The giant demon ray is an indubitably fantastic name for an aquatic creature, and it certainly lives up to it. Technically known as Mobula mobular , this beastie is not only the largest of its genus, reaching lengths of 6.5 meters( 21 feet ), but its head’s downward-pointing cephalic fins certainly give it the appearance of some hellish horns.
Plenty about its life cycle remains enigmatic, however, which is why a new study, spotted by New Scientist, is such a boon. It describes the first observation of the courtship behavior of the giant devil light, with an accompanying video featuring one pregnant female fending off the advances of four males.
The New Zealand Journal of Zoology study has just two writers: Scott Tindale, a recreational fisherman from Albany, and Clinton Duffy, an Auckland-based marine technological officer at the New Zealand Department of Conservation.
Their footage, obtained in March 2017 in the temperate southwest Pacific Ocean off the coast of Aotearoa , not only documents a never-before-seen phenomenon, but the presence of the pregnant female also confirms that M. mobular breeds( at unknown intervals) in this part of the world, to which they migrate seasonally.
This research isn’t merely a curiosity, by the way: it’s vital. Giant devil rays are listed as endangered, according to the International Union for Conservation of Nature( IUCN ). Their populations appear to have declined precipitously in recent decades , not only because they have a low reproductive capability, giving birth to a single puppy at once, but also thanks to fishing pressures.

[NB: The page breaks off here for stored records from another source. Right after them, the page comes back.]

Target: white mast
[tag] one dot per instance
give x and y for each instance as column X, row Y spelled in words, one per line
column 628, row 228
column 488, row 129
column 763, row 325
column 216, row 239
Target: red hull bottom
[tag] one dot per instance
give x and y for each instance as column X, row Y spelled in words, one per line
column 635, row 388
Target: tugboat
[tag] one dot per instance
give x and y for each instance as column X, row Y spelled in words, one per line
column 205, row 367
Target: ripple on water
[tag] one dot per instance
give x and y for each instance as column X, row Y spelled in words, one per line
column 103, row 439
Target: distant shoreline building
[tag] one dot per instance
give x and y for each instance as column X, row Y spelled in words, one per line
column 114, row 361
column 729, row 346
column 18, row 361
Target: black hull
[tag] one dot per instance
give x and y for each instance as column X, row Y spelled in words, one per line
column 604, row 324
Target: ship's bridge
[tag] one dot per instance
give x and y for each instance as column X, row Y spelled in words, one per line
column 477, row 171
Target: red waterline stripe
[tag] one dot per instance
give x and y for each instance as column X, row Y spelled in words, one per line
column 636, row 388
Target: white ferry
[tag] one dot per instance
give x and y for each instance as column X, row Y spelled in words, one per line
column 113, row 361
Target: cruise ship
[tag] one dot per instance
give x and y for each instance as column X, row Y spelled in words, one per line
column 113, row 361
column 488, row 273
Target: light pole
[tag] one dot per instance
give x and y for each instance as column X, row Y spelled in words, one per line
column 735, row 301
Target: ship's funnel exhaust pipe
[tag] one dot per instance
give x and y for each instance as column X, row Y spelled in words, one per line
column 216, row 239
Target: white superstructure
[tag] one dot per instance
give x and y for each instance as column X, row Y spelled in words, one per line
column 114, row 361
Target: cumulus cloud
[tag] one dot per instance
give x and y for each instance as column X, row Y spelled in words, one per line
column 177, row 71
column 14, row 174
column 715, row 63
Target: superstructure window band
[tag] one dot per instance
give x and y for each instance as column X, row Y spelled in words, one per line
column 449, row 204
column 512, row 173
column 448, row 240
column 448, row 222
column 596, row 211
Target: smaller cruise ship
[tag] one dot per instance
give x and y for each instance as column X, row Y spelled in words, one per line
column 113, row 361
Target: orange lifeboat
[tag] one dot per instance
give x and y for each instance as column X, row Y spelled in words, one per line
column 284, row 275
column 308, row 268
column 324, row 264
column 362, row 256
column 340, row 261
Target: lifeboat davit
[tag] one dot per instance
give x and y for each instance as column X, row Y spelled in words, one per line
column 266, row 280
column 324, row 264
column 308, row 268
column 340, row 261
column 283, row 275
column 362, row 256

The more we understand about their life cycle, the better chance we have at preserving their species.
The incident involved what they refer to as a “mating train” consisting of a full-term pregnant female and four ripen males, observed over a period of 147 minutes. In general, you could describe it as an unwelcome chase, as the female expend the totality of the time evading capture, intentionally swimming close to the surface to stop any of the males successfully mounting her.
The mating train feature, along with such patterns of female avoidance, has been observed in other large mobulid lights. Conversely, the paper notes that, in this instance, “biting of the female was not observed, ” possibly because of her near-surface evasive action. No mating scars were spotted. On other occasions, the males appeared to try and bite the female’s pectoral fins, also in vain.
At the same time , no aggression between the vying males was observed.
Whenever the female stopped at the surface, the lead male would basically prod her abdomen and her cloaca, an all-purpose orifice. All in all, the authors suggest that the mating behavior was very similar to that of the bay light, Mylobatis californica , both of which belong to the same family.